Why NoSQL databases can be easily horizontally scaled than SQL ones? I have been trying to figure out why people keep saying this. I came across many articles which only confused me with their not-industry familiar terminologies and vague assumptions. I will suggest you read Designing Data-intensive applications by Martin Kleppman. Also, I will share some of my understanding of this subject.
JOINS - in the case of many-to-one or many-to-many relationships there is no way that any database invented till now can keep the data together in one table or document so if the data is sharded(or partitioned), either it is SQL or NoSQL, the latency will be same, the database has to look for both the documents. NoSQL seems to dominate only in the case of one to many relationships. For example:
NoSql
Student
{
"name": "manvendra",
"education": [
{
"id": 1,
"Degree": "High School"
},
{
"id": 2,
"Degree": "B.Tech"
}
]
}
Eduction Institute collection
[
{
"id": "1",
"name": "army public school"
},
{
"id": "2",
"name": "ABES Engineering College"
}
]
Sql
Student Table
id | name
1 | Manvendra
Education Institute
id | Name
1 | Army public school
2 | ABES Engineering college
Studies Table
student | education institute | degree
1 | 1 | high school
1 | 2 | B.tech
Now suppose in the case of NoSql if both collection's data is on different nodes there will some extra time required to resolve the ids of the education institute and this situation is similar in the case of SQL databases so where is the benefit? I can't think of any.

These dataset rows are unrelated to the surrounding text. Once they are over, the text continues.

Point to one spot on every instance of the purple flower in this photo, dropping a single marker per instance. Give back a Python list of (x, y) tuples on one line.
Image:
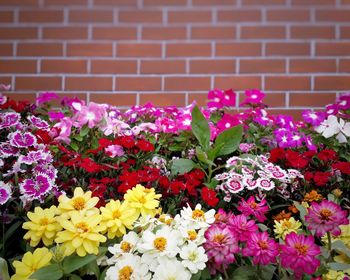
[(46, 97), (22, 140)]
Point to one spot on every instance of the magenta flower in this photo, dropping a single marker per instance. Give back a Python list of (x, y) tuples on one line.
[(221, 244), (299, 254), (263, 249), (326, 216), (251, 207), (253, 96)]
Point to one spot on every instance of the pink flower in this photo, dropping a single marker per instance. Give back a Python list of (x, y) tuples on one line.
[(251, 207), (326, 216), (263, 249), (299, 254)]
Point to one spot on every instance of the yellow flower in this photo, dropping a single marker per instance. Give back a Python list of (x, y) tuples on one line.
[(30, 263), (143, 200), (286, 226), (117, 217), (81, 233), (79, 202), (42, 226)]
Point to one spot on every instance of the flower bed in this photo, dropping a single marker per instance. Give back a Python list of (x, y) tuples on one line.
[(90, 192)]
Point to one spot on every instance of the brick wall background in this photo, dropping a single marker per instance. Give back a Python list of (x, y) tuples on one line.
[(172, 52)]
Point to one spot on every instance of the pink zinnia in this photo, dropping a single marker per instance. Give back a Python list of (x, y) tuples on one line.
[(299, 254), (251, 207), (326, 216), (263, 249), (221, 244)]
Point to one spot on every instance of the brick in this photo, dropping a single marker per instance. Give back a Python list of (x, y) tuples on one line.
[(138, 83), (212, 66), (311, 99), (189, 16), (63, 66), (288, 15), (312, 65), (308, 32), (187, 83), (164, 33), (18, 33), (237, 82), (91, 49), (90, 16), (262, 66), (287, 49), (287, 83), (38, 83), (263, 32), (163, 99), (184, 49), (41, 16), (344, 65), (238, 49), (332, 83), (17, 66), (139, 50), (39, 49), (140, 16), (213, 32), (333, 15), (88, 83), (6, 16), (113, 67), (6, 50), (115, 99), (163, 66), (114, 33), (65, 33), (334, 49), (239, 16)]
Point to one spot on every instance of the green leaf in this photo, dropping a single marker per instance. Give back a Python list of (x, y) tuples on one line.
[(52, 272), (181, 166), (230, 138), (4, 273), (73, 263), (200, 128)]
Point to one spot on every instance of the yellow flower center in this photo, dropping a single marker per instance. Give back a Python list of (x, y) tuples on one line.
[(198, 214), (192, 235), (125, 273), (82, 227), (78, 203), (302, 249), (125, 246), (160, 243)]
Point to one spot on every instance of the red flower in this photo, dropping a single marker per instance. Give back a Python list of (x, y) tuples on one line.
[(209, 197)]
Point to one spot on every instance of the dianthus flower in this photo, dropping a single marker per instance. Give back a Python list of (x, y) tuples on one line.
[(326, 216)]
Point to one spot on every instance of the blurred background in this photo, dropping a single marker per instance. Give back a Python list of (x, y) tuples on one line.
[(171, 52)]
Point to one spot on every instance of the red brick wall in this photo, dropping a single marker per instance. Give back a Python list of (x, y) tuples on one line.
[(172, 52)]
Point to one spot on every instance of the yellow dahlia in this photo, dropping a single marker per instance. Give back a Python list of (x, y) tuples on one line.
[(143, 200), (81, 233), (117, 217), (31, 262), (42, 226), (79, 202)]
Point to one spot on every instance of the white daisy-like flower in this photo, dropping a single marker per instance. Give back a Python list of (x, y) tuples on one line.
[(194, 258), (197, 217), (171, 270), (129, 267)]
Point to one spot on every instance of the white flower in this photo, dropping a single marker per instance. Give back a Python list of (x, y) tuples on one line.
[(171, 270), (194, 258), (130, 267), (331, 127), (197, 217)]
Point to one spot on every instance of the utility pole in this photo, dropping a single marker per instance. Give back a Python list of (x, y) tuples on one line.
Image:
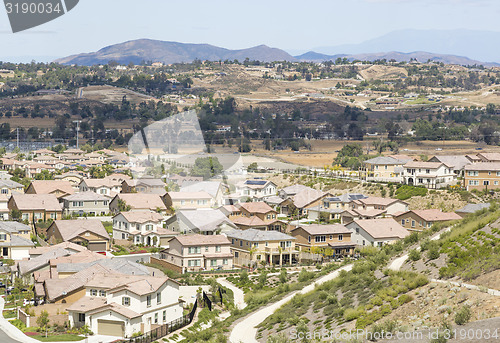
[(77, 130)]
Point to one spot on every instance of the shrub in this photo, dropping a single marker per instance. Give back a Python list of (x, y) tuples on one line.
[(463, 315), (414, 255)]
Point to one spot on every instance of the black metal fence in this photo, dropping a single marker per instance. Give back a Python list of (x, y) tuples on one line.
[(163, 330)]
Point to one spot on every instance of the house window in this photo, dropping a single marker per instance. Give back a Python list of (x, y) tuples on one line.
[(319, 239), (194, 250)]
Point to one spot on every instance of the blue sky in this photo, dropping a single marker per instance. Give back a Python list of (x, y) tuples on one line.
[(290, 25)]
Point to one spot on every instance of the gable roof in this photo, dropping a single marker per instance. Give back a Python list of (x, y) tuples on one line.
[(306, 197), (141, 216), (471, 208), (211, 187), (456, 161), (483, 166), (204, 219), (70, 229), (433, 215), (86, 196), (256, 207), (196, 239), (319, 229), (254, 235), (381, 228), (50, 186), (28, 202)]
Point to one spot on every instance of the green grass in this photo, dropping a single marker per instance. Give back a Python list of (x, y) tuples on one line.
[(58, 338)]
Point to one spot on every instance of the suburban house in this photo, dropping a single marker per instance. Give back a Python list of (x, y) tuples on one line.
[(86, 232), (376, 232), (36, 207), (86, 203), (332, 239), (457, 162), (482, 175), (8, 187), (385, 168), (388, 205), (144, 185), (432, 175), (183, 200), (214, 188), (72, 177), (137, 202), (15, 242), (253, 246), (488, 157), (423, 219), (257, 215), (291, 191), (471, 208), (255, 189), (59, 188), (191, 253), (104, 186), (309, 199), (205, 221), (142, 227), (122, 305), (332, 207)]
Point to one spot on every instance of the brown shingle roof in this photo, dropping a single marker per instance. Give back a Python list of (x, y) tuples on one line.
[(318, 229), (433, 215), (196, 239), (381, 228), (70, 229), (25, 202), (256, 207), (142, 201)]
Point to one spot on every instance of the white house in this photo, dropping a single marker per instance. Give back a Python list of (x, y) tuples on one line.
[(121, 305), (429, 174), (142, 227), (255, 189), (376, 232)]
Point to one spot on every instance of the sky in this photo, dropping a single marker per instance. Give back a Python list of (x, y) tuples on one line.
[(293, 25)]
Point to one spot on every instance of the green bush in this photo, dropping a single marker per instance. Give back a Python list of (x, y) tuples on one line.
[(463, 315), (414, 255)]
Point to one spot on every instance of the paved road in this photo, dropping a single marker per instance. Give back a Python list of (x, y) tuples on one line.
[(245, 331)]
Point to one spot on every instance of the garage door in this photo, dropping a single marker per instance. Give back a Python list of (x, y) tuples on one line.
[(110, 328), (97, 246)]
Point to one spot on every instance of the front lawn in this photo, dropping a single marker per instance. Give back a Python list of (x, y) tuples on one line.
[(58, 338)]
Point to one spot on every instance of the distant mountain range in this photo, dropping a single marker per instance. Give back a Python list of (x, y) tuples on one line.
[(450, 47), (140, 50)]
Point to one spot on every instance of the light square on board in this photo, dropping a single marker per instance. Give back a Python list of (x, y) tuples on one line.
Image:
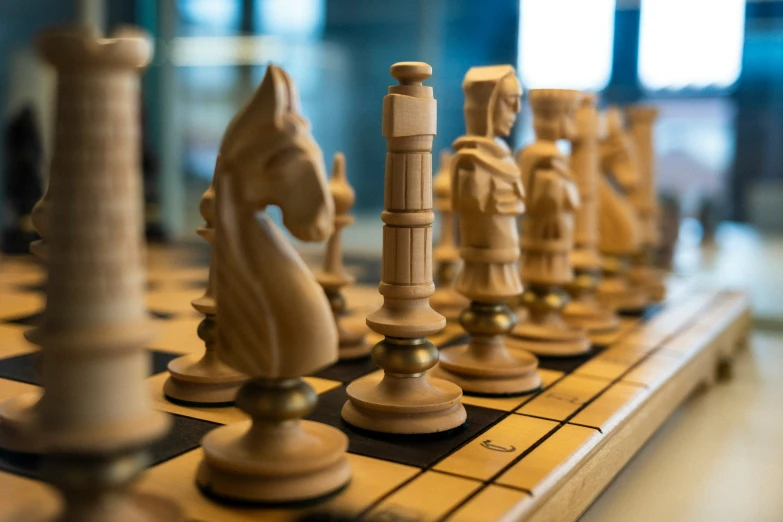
[(564, 398), (611, 407), (486, 455), (429, 496), (371, 479), (493, 503), (511, 403), (553, 458)]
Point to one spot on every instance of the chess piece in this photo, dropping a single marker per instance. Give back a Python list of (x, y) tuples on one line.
[(24, 155), (644, 198), (204, 379), (404, 400), (96, 417), (333, 277), (583, 309), (274, 321), (489, 198), (18, 415), (619, 231), (547, 230), (446, 300)]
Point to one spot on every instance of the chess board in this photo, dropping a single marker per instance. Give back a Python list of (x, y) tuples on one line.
[(544, 456)]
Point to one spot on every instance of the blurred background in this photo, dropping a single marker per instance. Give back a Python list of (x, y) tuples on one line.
[(712, 67)]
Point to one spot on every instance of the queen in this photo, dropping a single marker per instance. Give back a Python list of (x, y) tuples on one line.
[(489, 198)]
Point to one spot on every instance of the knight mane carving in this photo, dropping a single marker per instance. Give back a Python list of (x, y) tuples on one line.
[(274, 320)]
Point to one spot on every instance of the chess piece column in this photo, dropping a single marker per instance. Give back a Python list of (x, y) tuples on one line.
[(619, 230), (333, 277), (583, 310), (489, 198), (446, 300), (404, 400), (96, 416), (18, 415), (645, 199), (204, 379), (547, 230), (274, 321)]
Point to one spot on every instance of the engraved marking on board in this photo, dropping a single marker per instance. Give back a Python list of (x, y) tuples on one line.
[(571, 399), (396, 513), (496, 447)]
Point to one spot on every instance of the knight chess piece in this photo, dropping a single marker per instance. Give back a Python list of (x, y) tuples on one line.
[(488, 197), (547, 230), (446, 300), (619, 230), (204, 379), (644, 197), (584, 310), (333, 277), (404, 400), (274, 322), (95, 418)]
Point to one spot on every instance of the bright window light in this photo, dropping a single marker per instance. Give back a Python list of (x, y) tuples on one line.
[(690, 43), (566, 44)]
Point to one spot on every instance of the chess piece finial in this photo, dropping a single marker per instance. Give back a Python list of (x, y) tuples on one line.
[(274, 321), (333, 277), (619, 231), (95, 418), (404, 400), (446, 300), (489, 198), (204, 379), (583, 309), (645, 199), (547, 230)]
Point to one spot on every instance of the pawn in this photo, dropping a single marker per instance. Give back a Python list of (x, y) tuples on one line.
[(446, 300), (489, 197), (204, 380), (547, 231), (333, 277), (275, 323)]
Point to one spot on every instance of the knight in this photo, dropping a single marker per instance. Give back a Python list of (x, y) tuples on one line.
[(275, 323), (547, 230), (488, 197)]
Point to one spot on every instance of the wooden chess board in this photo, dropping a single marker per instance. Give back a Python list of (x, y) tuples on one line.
[(544, 456)]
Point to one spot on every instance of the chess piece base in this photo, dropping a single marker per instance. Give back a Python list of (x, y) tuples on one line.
[(293, 461), (590, 315), (489, 369), (203, 380), (17, 420), (409, 405)]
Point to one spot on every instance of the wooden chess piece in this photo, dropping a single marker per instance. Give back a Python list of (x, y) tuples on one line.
[(404, 400), (489, 197), (583, 309), (333, 277), (96, 417), (644, 198), (204, 379), (547, 230), (446, 300), (619, 231), (274, 321)]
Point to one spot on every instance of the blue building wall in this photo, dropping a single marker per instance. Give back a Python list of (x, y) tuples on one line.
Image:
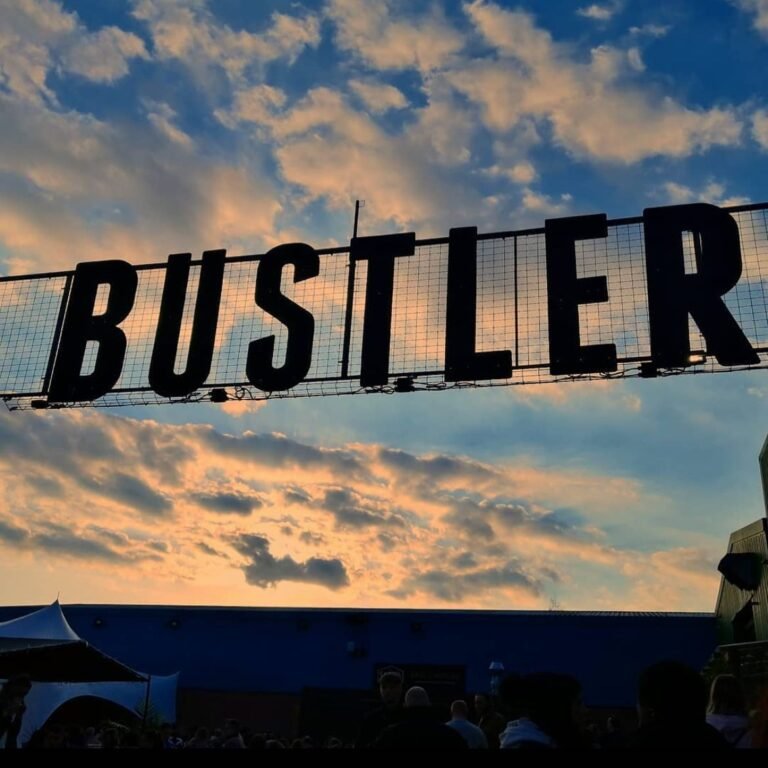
[(285, 650)]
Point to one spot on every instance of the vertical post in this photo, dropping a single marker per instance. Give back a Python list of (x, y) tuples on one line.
[(350, 300), (516, 361), (145, 714), (57, 334)]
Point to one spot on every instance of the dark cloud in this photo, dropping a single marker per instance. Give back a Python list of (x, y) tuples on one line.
[(130, 491), (435, 468), (161, 450), (474, 518), (264, 569), (66, 543), (55, 440), (116, 537), (12, 534), (275, 450), (470, 518), (464, 561), (296, 496), (450, 586), (209, 550), (228, 503), (352, 511), (45, 485), (387, 542)]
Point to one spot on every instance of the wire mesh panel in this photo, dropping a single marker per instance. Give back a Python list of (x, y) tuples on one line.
[(512, 314)]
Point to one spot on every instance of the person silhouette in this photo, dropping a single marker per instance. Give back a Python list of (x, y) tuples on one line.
[(12, 708)]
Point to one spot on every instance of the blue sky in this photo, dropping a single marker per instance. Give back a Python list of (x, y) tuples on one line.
[(138, 129)]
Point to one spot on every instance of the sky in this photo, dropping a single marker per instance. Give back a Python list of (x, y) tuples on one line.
[(137, 128)]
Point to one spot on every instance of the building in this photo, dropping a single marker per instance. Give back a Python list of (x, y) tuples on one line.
[(315, 670)]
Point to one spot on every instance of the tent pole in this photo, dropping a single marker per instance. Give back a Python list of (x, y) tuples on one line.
[(146, 705)]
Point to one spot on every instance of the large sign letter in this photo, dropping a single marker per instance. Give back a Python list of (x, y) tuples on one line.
[(565, 292), (300, 323), (462, 362), (673, 294), (81, 326), (380, 252), (161, 369)]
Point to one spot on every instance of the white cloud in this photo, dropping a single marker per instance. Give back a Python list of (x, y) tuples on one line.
[(189, 32), (378, 97), (760, 127), (758, 9), (650, 30), (598, 12), (39, 35), (104, 55), (384, 39), (635, 59), (338, 154), (257, 104), (591, 111), (713, 192), (544, 205), (193, 511), (161, 116), (152, 199), (521, 173)]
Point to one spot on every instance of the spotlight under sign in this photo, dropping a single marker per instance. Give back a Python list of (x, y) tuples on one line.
[(678, 290)]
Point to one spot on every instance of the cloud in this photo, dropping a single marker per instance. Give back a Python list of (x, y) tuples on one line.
[(152, 196), (378, 97), (352, 510), (207, 549), (280, 451), (450, 586), (593, 110), (759, 10), (760, 127), (129, 490), (313, 539), (39, 36), (598, 12), (12, 534), (64, 543), (227, 503), (713, 192), (263, 569), (190, 33), (650, 30), (383, 39), (404, 521), (161, 116), (104, 56), (57, 540)]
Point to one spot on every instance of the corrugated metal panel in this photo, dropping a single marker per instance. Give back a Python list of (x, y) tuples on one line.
[(751, 538)]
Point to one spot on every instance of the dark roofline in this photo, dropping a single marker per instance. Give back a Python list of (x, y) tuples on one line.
[(406, 611)]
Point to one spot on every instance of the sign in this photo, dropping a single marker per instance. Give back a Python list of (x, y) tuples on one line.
[(679, 289)]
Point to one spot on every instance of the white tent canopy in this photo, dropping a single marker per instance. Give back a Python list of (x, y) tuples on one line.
[(46, 624), (49, 626)]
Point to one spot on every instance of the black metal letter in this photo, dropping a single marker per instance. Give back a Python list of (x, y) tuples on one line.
[(161, 369), (565, 292), (673, 294), (380, 252), (82, 326), (462, 362), (300, 323)]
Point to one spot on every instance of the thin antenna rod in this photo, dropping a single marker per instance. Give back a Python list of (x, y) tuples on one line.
[(357, 216), (350, 299)]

Also, you must be thinking why can't we store the education institute info also in the same student collection, then it will be like:
{
"name": "manvendra",
"education": [
{
"name": "Army public school",
"Degree": "High School"
},
{
"name": "ABES Engineering College",
"Degree": "B.Tech"
}
]
}
which is really a bad design because there is a many-to-many relationship between student and education institute, many students might have studied from the same institute so tomorrow if there is a change in name or any information of the institute it will be really a very difficult challenge to change at all places.
However, in the case of a one-to-many relationship, we can club all the info together for example:
Consider a customer and an order relationship
{
"name": "manvendra",
"order": [
{
"item": "kindle",
"price": "7999"
},
{
"item":"iphone 12",
"price":"too much"
}
]
}
Since an order only belongs to one customer it makes sense to store order info in one place however storing item id or name is another choice anyway, if we use SQL database here, there will be two tables with orders and customers which will not give good results to queries if data is not stored in the same node.
So saying joins in an argument as to why the NoSql database is easier to scale horizontally does not make sense.
TRANSACTIONS
Both SQL(Postgres, MySQL, etc) and NoSQL(MongoDB, Amazon's DynamoDB, etc) support transactions so there is nothing left to discuss on that.
ACID
ACID is overused just like CAP actually it is all about showing a single copy of data to the client instead actually there might be multiple copies of data(to enhance availability, fault-tolerance, etc) and what strategies the database uses to do that. For example in Postgres in the case of a master-slave distributed system, one can opt for synchronous or asynchronous replication and the replication is made possible with WAL(Write ahead logs) and same is the case in MongoDB, only in place of WAL it has oplog(Operations Log), both support streaming replication and failovers.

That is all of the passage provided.